Die Europäische Zentralbank (EZB) hat Zypern eine letzte Frist gesetzt: Bis Montag muss es eine Einigung mit den Euro-Rettern über ein Hilfspaket geben, mit dem auch die Banken des Landes mit frischem Kapital ausgestattet werden, - ansonsten gibt es keine Notfallkredite der nationalen Zentralbank mehr. Die Banken wären dann pleite und würden wohl das ganze Land mit in den Abgrund reißen.

Die EZB argumentiert, dass sie keine andere Wahl habe: Die Notfallliquiditätshilfen ELA dürften die nationalen Zentralbanken zwar Instituten gewähren, die vorübergehend illiquide sind, aber keinen insolventen Instituten. Ohne Rekapitalisierung seien Zyperns Banken aber genau das: insolvent.

In den vergangenen Tagen und Wochen hat die EZB allerdings bewiesen, dass die Lage ganz so eindeutig doch nicht ist. Denn sie entscheidet selbst, wann sie eine Bank als solvent betrachtet und wann nicht. Und zuletzt reichte ihr mit Blick auf Zypern offenbar schon die bloße Aussicht darauf, dass es irgendwann frisches Kapital gibt. Dennoch stimmt es, dass die EZB jetzt keine Wahl mehr hatte - aber aus einem ganz anderen Grund: Es geht um ihre Glaubwürdigkeit. Sie hat immer wieder betont, dass die ELA-Kredite nur vorübergehende Hilfen sein dürfen. Wenn sie Zyperns Banken nun ohne absehbares Ende an diesem Geldtropf beließe, ohne dass Zypern Zusagen an die Euro-Partner einhält, würde das ihre Glaubwürdigkeit nur weiter belasten. Für die EZB ist das aber nicht ohne Risiko. Sie selbst hat immer wieder erklärt, dass Zypern - obwohl wirtschaftlich unbedeutend - für die Eurozone systemrelevant sei, und auf Hilfen der Partner gedrängt. Nun könnte sie es sein, die mit dem Zudrehen des Geldhahns dem Land den Gnadenstoß versetzt.

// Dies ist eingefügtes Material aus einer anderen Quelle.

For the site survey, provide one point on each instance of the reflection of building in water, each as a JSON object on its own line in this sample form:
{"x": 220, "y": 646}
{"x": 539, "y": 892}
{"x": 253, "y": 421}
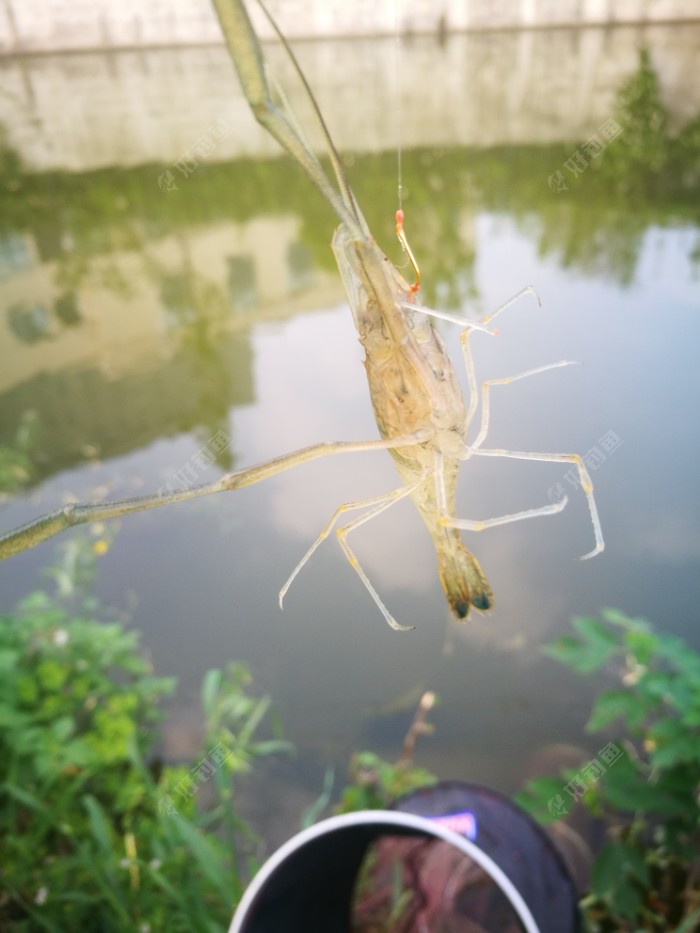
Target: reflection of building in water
{"x": 141, "y": 345}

Der Fall veranschaulicht sowohl das Dilemma, in das die EZB geraten ist, weil sie immer wieder als Ausputzer für die Politik herhalten musste, und zeigt gleichzeitig die Grenzen dieser Rolle auf: So kann die EZB beispielsweise marode Banken nicht wieder flottmachen. Es ist Aufgabe der Politik, dafür zu sorgen, dass solche Institute ausreichend Kapital haben oder abgewickelt werden.

EZB-Direktor Yves Mersch hat jüngst vor einer "Zombifizierung" des Bankensektors gewarnt, wenn nicht lebensfähige Banken künstlich am Leben gehalten werden. Die EZB muss hoffen, dass die Politik die Warnung ernst nimmt und die Aufgabe annimmt - akut in Zypern, grundsätzlich gilt das aber für Euroland insgesamt.